Defunding police is also wildly impractical. The Minneapolis City Council grabbed headlines by voting to defund and disband the city’s police department, but they don’t actually have the legal authority to do that; defunding would require a revision to the city charter, which the voters would have to approve. Until then, the cops report to the city’s mayor, not the city council. Camden, New Jersey actually went forward with disbanding its police department — in theory. In practice, what Camden did is just old-fashioned union-busting: disband the department to get rid of the union, then hire the same cops back at lower salaries and benefits.

What makes the media’s Voxsplaining of “Defund the Police” all so astonishingly brazen is when you compare it with how they routinely treat popular slogans, protests, and broad-brush assertions by politicians on the right. When Tea Party protesters and Republican politicians called for repealing Obamacare, for example, they were roundly mocked in these same quarters for not having a single, comprehensive, CBO-scored plan on which the entire party agreed, notwithstanding the presence of plenty of think-tank proposals and general agreement on a lot of individual pieces. A whole cottage industry exists to lampoon protestors on the right for not fully grasping the nuances of their own slogans. When Tom Cotton wrote an op-ed that the New York Times titled, “Send in the Troops,” it was widely treated as a call to sic troops on peaceful protestors even though Cotton explicitly said otherwise in the op-ed.
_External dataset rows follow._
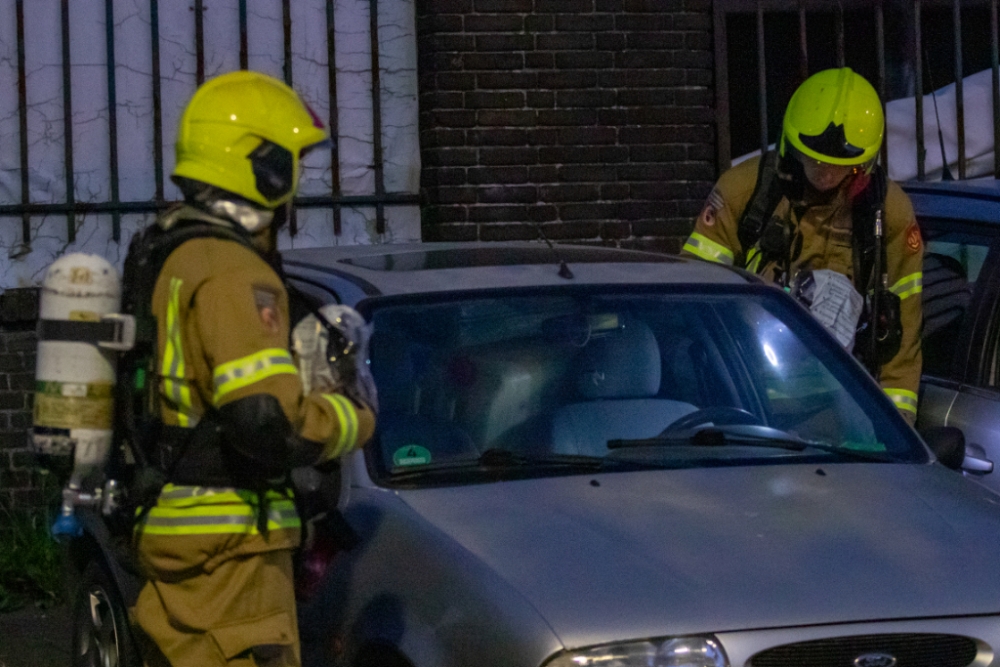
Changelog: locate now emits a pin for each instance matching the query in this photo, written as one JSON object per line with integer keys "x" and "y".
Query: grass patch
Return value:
{"x": 31, "y": 561}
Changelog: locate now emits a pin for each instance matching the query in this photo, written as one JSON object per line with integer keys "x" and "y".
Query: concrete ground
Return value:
{"x": 33, "y": 637}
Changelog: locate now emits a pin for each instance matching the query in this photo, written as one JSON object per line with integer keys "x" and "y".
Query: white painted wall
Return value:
{"x": 397, "y": 48}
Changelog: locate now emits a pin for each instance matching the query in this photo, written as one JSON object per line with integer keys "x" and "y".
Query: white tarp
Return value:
{"x": 901, "y": 130}
{"x": 92, "y": 175}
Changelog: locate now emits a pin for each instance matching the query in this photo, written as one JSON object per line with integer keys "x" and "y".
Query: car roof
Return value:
{"x": 392, "y": 269}
{"x": 976, "y": 200}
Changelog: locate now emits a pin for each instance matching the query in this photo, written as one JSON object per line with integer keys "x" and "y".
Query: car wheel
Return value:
{"x": 381, "y": 656}
{"x": 100, "y": 627}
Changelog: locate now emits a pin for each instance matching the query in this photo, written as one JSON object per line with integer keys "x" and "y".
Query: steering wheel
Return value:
{"x": 721, "y": 416}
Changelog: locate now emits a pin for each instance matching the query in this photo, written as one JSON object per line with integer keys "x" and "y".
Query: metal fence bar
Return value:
{"x": 995, "y": 66}
{"x": 803, "y": 43}
{"x": 22, "y": 121}
{"x": 331, "y": 54}
{"x": 880, "y": 56}
{"x": 114, "y": 206}
{"x": 377, "y": 120}
{"x": 286, "y": 30}
{"x": 286, "y": 25}
{"x": 68, "y": 125}
{"x": 109, "y": 31}
{"x": 918, "y": 74}
{"x": 761, "y": 79}
{"x": 154, "y": 30}
{"x": 841, "y": 58}
{"x": 199, "y": 41}
{"x": 244, "y": 47}
{"x": 959, "y": 92}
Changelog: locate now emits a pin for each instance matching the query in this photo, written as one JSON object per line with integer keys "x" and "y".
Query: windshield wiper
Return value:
{"x": 715, "y": 436}
{"x": 753, "y": 436}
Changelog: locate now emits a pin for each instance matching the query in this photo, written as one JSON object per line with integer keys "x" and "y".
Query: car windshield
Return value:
{"x": 476, "y": 387}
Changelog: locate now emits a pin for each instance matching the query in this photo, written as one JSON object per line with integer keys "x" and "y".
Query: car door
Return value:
{"x": 961, "y": 380}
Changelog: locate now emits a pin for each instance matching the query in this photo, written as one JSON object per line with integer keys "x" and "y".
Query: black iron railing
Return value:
{"x": 114, "y": 206}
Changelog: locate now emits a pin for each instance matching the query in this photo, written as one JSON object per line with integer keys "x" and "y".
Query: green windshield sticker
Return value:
{"x": 411, "y": 455}
{"x": 864, "y": 446}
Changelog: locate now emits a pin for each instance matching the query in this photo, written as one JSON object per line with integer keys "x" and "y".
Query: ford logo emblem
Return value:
{"x": 875, "y": 660}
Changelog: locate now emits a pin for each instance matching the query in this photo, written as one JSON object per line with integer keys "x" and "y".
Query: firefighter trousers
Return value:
{"x": 241, "y": 613}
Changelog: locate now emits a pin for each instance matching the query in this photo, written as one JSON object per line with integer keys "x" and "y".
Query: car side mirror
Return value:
{"x": 948, "y": 445}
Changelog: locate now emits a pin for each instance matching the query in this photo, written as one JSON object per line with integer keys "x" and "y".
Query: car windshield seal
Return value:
{"x": 721, "y": 436}
{"x": 494, "y": 460}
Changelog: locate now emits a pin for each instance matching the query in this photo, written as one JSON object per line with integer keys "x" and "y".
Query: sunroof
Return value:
{"x": 464, "y": 258}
Conservative politicians and pundits are assumed to be responsible for the literal content of “abolish the IRS,” or “close the border,” or “build the wall.” Liberal media commentators spent years mocking Salena Zito’s description of Trump supporters who “take him seriously, but not literally” — which is precisely what these same voices are now trying to do with “defund the police.”

As always with these sorts of double standards: They think we can’t see what they are doing.